An issue was discovered in ph-json through version 9.5.5 that allows attackers to cause a denial of service (DoS) or other unspecified impacts via crafted objects that use cyclic dependencies. The vulnerability was disclosed on June 14, 2023, and has been assigned CVE-2023-34612 (NVD).

The vulnerability has been assigned a CVSS v3.1 base score of 7.5 (HIGH) with the vector string CVSS:3.1/AV:N/AC:L/PR:N/UI:N/S:U/C:N/I:N/A:H. The issue manifests when parsing untrusted JSON strings, where deeply nested arrays or JSON objects can trigger a stack overflow error. The vulnerability is classified as CWE-787 (Out-of-bounds Write) (NVD).
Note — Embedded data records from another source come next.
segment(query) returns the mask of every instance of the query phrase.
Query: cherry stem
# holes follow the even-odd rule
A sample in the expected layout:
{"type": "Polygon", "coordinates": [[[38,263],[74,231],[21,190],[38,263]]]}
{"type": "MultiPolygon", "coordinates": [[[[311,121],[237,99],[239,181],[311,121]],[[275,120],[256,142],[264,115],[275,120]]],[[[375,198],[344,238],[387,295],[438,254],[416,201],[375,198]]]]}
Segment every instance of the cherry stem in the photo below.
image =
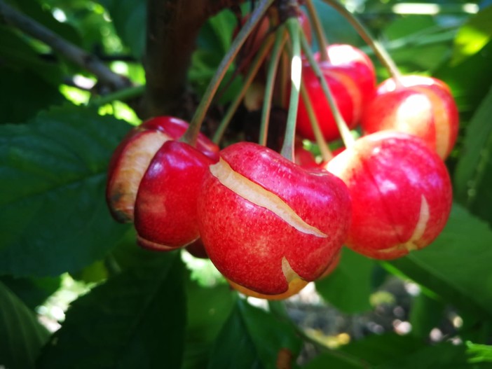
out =
{"type": "Polygon", "coordinates": [[[328,144],[326,141],[324,141],[324,137],[323,137],[323,134],[321,132],[320,129],[320,123],[318,123],[317,118],[316,118],[316,113],[313,109],[313,104],[311,104],[311,100],[309,98],[309,95],[306,90],[306,87],[303,83],[301,83],[301,97],[302,97],[302,101],[306,106],[306,110],[308,112],[308,116],[309,116],[309,120],[311,123],[311,126],[313,127],[313,132],[314,132],[315,139],[316,139],[316,144],[317,144],[320,148],[320,151],[321,151],[321,157],[323,158],[324,162],[327,162],[333,158],[333,154],[328,147],[328,144]]]}
{"type": "Polygon", "coordinates": [[[309,46],[309,43],[308,43],[308,40],[302,34],[301,41],[302,43],[302,49],[304,52],[304,55],[308,57],[308,61],[313,67],[313,71],[314,71],[316,77],[317,77],[317,80],[321,84],[321,88],[323,90],[323,93],[324,94],[327,100],[328,100],[328,104],[332,110],[332,113],[335,119],[336,127],[339,129],[339,132],[340,132],[341,139],[343,141],[343,144],[345,144],[346,147],[351,146],[354,143],[354,138],[352,136],[350,130],[348,129],[343,117],[342,117],[341,114],[340,113],[340,110],[339,110],[339,107],[336,106],[333,94],[328,86],[326,79],[324,79],[323,72],[321,71],[317,62],[315,59],[313,52],[309,46]]]}
{"type": "Polygon", "coordinates": [[[217,67],[215,74],[209,83],[208,86],[207,86],[207,90],[203,94],[202,99],[196,109],[196,111],[195,112],[193,119],[191,119],[190,125],[184,132],[183,137],[179,139],[180,141],[186,142],[193,146],[196,144],[202,122],[205,118],[207,111],[214,98],[214,95],[215,92],[217,92],[222,79],[224,79],[224,76],[226,75],[229,66],[232,64],[238,53],[239,53],[241,46],[242,46],[247,36],[255,26],[260,22],[267,9],[273,3],[273,1],[274,0],[260,0],[257,8],[251,13],[251,17],[248,18],[245,25],[238,34],[238,36],[234,39],[232,45],[231,45],[231,48],[217,67]]]}
{"type": "Polygon", "coordinates": [[[287,113],[287,125],[284,143],[282,145],[280,154],[290,161],[294,161],[294,147],[296,137],[296,121],[297,120],[297,108],[299,103],[299,90],[302,78],[302,62],[301,60],[301,42],[299,35],[302,34],[299,21],[297,18],[289,18],[286,22],[289,36],[292,44],[292,55],[290,65],[290,99],[289,111],[287,113]]]}
{"type": "Polygon", "coordinates": [[[350,25],[355,29],[359,35],[374,51],[374,54],[378,57],[381,64],[388,69],[391,77],[395,80],[397,86],[401,86],[402,75],[398,70],[398,67],[388,53],[386,50],[380,43],[376,41],[371,35],[369,30],[362,25],[359,20],[347,8],[336,0],[323,0],[325,3],[334,8],[337,12],[341,14],[350,25]]]}
{"type": "Polygon", "coordinates": [[[261,111],[261,125],[260,127],[259,143],[264,146],[266,145],[266,137],[268,134],[268,123],[270,122],[270,111],[272,105],[272,95],[275,85],[277,68],[282,53],[282,48],[287,41],[287,31],[285,26],[281,25],[275,32],[275,44],[270,55],[268,70],[266,73],[266,85],[263,101],[263,110],[261,111]]]}
{"type": "Polygon", "coordinates": [[[239,106],[239,104],[246,95],[247,89],[253,82],[253,79],[258,74],[258,70],[259,69],[261,63],[265,60],[265,57],[266,57],[267,54],[270,51],[273,43],[273,34],[269,35],[261,43],[261,46],[258,50],[257,55],[254,56],[254,59],[252,62],[251,67],[248,70],[247,74],[246,74],[246,76],[245,77],[241,90],[235,95],[234,99],[231,102],[231,105],[228,108],[226,114],[224,116],[224,118],[221,120],[219,127],[215,131],[215,134],[212,138],[214,143],[219,144],[220,140],[222,139],[222,136],[224,136],[224,133],[226,132],[227,126],[229,125],[231,120],[234,116],[234,113],[235,113],[235,111],[238,109],[238,106],[239,106]]]}
{"type": "Polygon", "coordinates": [[[329,56],[328,56],[328,41],[324,35],[323,26],[321,25],[320,17],[317,16],[317,12],[313,4],[312,0],[306,0],[306,7],[308,9],[309,19],[313,23],[314,31],[316,34],[316,40],[320,49],[320,60],[322,62],[329,62],[329,56]]]}

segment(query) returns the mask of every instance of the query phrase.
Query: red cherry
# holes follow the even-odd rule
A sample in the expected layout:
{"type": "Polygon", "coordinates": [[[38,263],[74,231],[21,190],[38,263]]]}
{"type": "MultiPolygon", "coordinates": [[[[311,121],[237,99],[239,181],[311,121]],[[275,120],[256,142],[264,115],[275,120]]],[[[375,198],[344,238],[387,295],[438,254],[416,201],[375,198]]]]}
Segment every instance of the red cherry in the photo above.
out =
{"type": "Polygon", "coordinates": [[[385,131],[357,139],[327,169],[352,197],[346,244],[363,255],[392,259],[430,244],[451,211],[452,188],[442,159],[420,139],[385,131]]]}
{"type": "Polygon", "coordinates": [[[168,141],[142,179],[135,206],[138,242],[169,250],[199,237],[196,203],[205,171],[214,162],[193,146],[168,141]]]}
{"type": "Polygon", "coordinates": [[[208,258],[207,250],[205,249],[205,245],[203,244],[203,242],[202,241],[201,238],[199,238],[196,241],[194,241],[186,246],[186,251],[195,258],[198,258],[200,259],[208,258]]]}
{"type": "MultiPolygon", "coordinates": [[[[353,96],[357,96],[360,102],[360,92],[352,78],[340,68],[334,67],[327,62],[320,63],[324,79],[333,95],[340,113],[350,127],[353,127],[356,122],[354,119],[354,100],[353,96]],[[353,92],[352,95],[349,92],[353,92]]],[[[329,108],[327,98],[323,93],[321,85],[310,65],[305,64],[302,70],[302,83],[306,86],[311,105],[317,118],[320,128],[325,139],[332,141],[340,137],[333,113],[329,108]]],[[[360,104],[360,103],[359,103],[360,104]]],[[[297,112],[297,132],[308,139],[314,140],[315,135],[309,120],[308,111],[302,98],[299,99],[297,112]]]]}
{"type": "Polygon", "coordinates": [[[404,76],[402,86],[392,78],[378,88],[364,112],[366,134],[394,130],[417,136],[445,159],[458,136],[459,116],[449,88],[442,81],[404,76]]]}
{"type": "MultiPolygon", "coordinates": [[[[167,141],[177,139],[188,128],[184,120],[169,116],[150,119],[132,129],[114,151],[108,168],[106,198],[117,221],[133,221],[133,208],[140,180],[152,158],[167,141]]],[[[200,134],[198,150],[218,158],[219,148],[200,134]]]]}
{"type": "Polygon", "coordinates": [[[376,92],[376,71],[371,59],[361,50],[345,44],[332,44],[327,48],[329,62],[343,67],[360,90],[362,108],[376,92]]]}
{"type": "Polygon", "coordinates": [[[210,260],[226,278],[274,298],[323,272],[350,216],[345,185],[327,174],[256,144],[221,151],[204,178],[198,224],[210,260]]]}

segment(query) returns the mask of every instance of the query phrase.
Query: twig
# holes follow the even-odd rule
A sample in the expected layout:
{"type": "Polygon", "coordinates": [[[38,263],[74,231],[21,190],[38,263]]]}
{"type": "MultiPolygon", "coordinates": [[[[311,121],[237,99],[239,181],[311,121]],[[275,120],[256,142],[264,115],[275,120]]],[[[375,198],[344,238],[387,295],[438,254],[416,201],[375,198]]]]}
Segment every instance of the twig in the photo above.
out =
{"type": "Polygon", "coordinates": [[[95,55],[63,39],[36,20],[7,5],[4,0],[0,0],[0,15],[7,24],[43,42],[68,60],[93,73],[99,81],[109,85],[112,90],[120,90],[130,85],[128,78],[114,73],[95,55]]]}

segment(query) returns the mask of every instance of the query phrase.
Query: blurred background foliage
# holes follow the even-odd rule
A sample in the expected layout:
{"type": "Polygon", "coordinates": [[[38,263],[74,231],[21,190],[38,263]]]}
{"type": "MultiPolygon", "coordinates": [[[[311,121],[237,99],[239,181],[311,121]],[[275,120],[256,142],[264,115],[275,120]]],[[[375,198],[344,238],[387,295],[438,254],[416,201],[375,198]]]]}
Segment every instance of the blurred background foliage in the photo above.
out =
{"type": "MultiPolygon", "coordinates": [[[[1,3],[144,85],[144,0],[1,3]]],[[[373,57],[341,15],[315,4],[331,43],[373,57]]],[[[492,4],[345,5],[402,72],[452,89],[455,203],[428,249],[385,263],[344,249],[332,274],[270,304],[231,291],[210,261],[136,246],[104,190],[138,113],[0,18],[0,368],[492,368],[492,4]]],[[[188,73],[196,96],[235,27],[228,10],[202,27],[188,73]]],[[[234,67],[219,106],[241,86],[234,67]]]]}

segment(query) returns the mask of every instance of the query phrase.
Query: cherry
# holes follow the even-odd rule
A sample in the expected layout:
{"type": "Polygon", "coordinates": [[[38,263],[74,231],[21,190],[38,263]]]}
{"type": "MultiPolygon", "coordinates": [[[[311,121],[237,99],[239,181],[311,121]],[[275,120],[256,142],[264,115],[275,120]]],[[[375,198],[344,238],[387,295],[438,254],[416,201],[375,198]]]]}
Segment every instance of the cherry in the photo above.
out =
{"type": "MultiPolygon", "coordinates": [[[[376,89],[374,67],[362,51],[350,45],[333,44],[327,48],[329,61],[319,62],[336,106],[349,128],[358,123],[365,106],[371,99],[376,89]]],[[[315,55],[320,60],[319,53],[315,55]]],[[[340,137],[335,120],[321,85],[307,64],[303,69],[305,83],[324,139],[332,141],[340,137]]],[[[299,100],[297,115],[298,132],[314,139],[309,117],[302,99],[299,100]]]]}
{"type": "Polygon", "coordinates": [[[362,97],[362,109],[376,92],[376,71],[371,59],[361,50],[346,44],[332,44],[327,48],[329,62],[343,67],[355,81],[362,97]]]}
{"type": "MultiPolygon", "coordinates": [[[[157,151],[168,140],[177,139],[189,124],[170,116],[151,118],[132,129],[114,151],[108,168],[106,198],[117,221],[133,221],[133,208],[140,180],[157,151]]],[[[217,158],[219,148],[200,134],[197,147],[210,158],[217,158]]]]}
{"type": "MultiPolygon", "coordinates": [[[[343,71],[335,69],[328,62],[320,63],[320,67],[343,120],[349,127],[353,127],[356,123],[354,119],[355,105],[349,90],[354,92],[356,96],[360,97],[360,92],[355,83],[343,71]]],[[[313,67],[307,63],[303,66],[302,76],[302,83],[306,86],[323,137],[328,141],[339,138],[340,133],[321,85],[313,70],[313,67]]],[[[359,98],[357,97],[357,99],[359,98]]],[[[313,141],[315,140],[308,111],[301,98],[299,99],[299,102],[296,130],[301,137],[313,141]]]]}
{"type": "Polygon", "coordinates": [[[364,111],[366,134],[395,130],[417,136],[445,159],[456,141],[458,113],[449,88],[442,81],[421,76],[404,76],[397,85],[383,82],[364,111]]]}
{"type": "Polygon", "coordinates": [[[205,171],[214,161],[184,142],[164,143],[149,165],[137,194],[135,225],[139,244],[168,250],[200,237],[198,189],[205,171]]]}
{"type": "Polygon", "coordinates": [[[257,144],[221,152],[205,174],[198,225],[217,269],[245,293],[275,298],[316,279],[341,247],[350,217],[343,183],[257,144]]]}
{"type": "Polygon", "coordinates": [[[430,244],[449,215],[452,188],[442,160],[420,139],[384,131],[357,139],[327,169],[352,197],[346,245],[392,259],[430,244]]]}

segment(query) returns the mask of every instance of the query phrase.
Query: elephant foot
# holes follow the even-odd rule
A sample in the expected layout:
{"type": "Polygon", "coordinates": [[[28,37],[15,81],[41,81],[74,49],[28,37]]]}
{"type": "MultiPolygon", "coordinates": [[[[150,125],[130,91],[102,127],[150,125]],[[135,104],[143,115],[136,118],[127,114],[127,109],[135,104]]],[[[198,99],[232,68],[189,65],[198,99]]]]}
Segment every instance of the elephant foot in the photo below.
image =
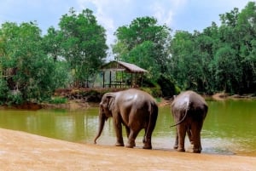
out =
{"type": "Polygon", "coordinates": [[[115,143],[115,145],[116,146],[124,146],[124,143],[119,143],[119,142],[117,142],[117,143],[115,143]]]}
{"type": "Polygon", "coordinates": [[[152,149],[152,145],[144,145],[143,149],[152,149]]]}
{"type": "Polygon", "coordinates": [[[201,148],[193,148],[192,152],[194,153],[201,153],[201,148]]]}
{"type": "Polygon", "coordinates": [[[133,142],[133,143],[127,143],[127,145],[125,145],[125,147],[127,147],[127,148],[133,148],[135,146],[136,146],[135,142],[133,142]]]}
{"type": "Polygon", "coordinates": [[[178,152],[184,152],[185,151],[185,149],[184,148],[177,148],[177,151],[178,152]]]}
{"type": "Polygon", "coordinates": [[[127,147],[127,148],[133,148],[133,147],[135,147],[135,145],[130,145],[130,144],[128,144],[128,145],[125,145],[125,147],[127,147]]]}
When exploited, this vulnerability can lead to denial of service conditions by causing the application to crash through stack overflow errors. The attack can be triggered by processing specially crafted JSON input with cyclic dependencies (GitHub Issue).

Two potential solutions have been suggested: 1) Adding a depth variable to record the current parsing depth and throwing an exception if it exceeds a certain threshold, similar to jackson-databind's approach, or 2) Changing the recursive processing on deeply nested arrays or JSON objects to stack+iteration processing, following GSON's solution (GitHub Issue).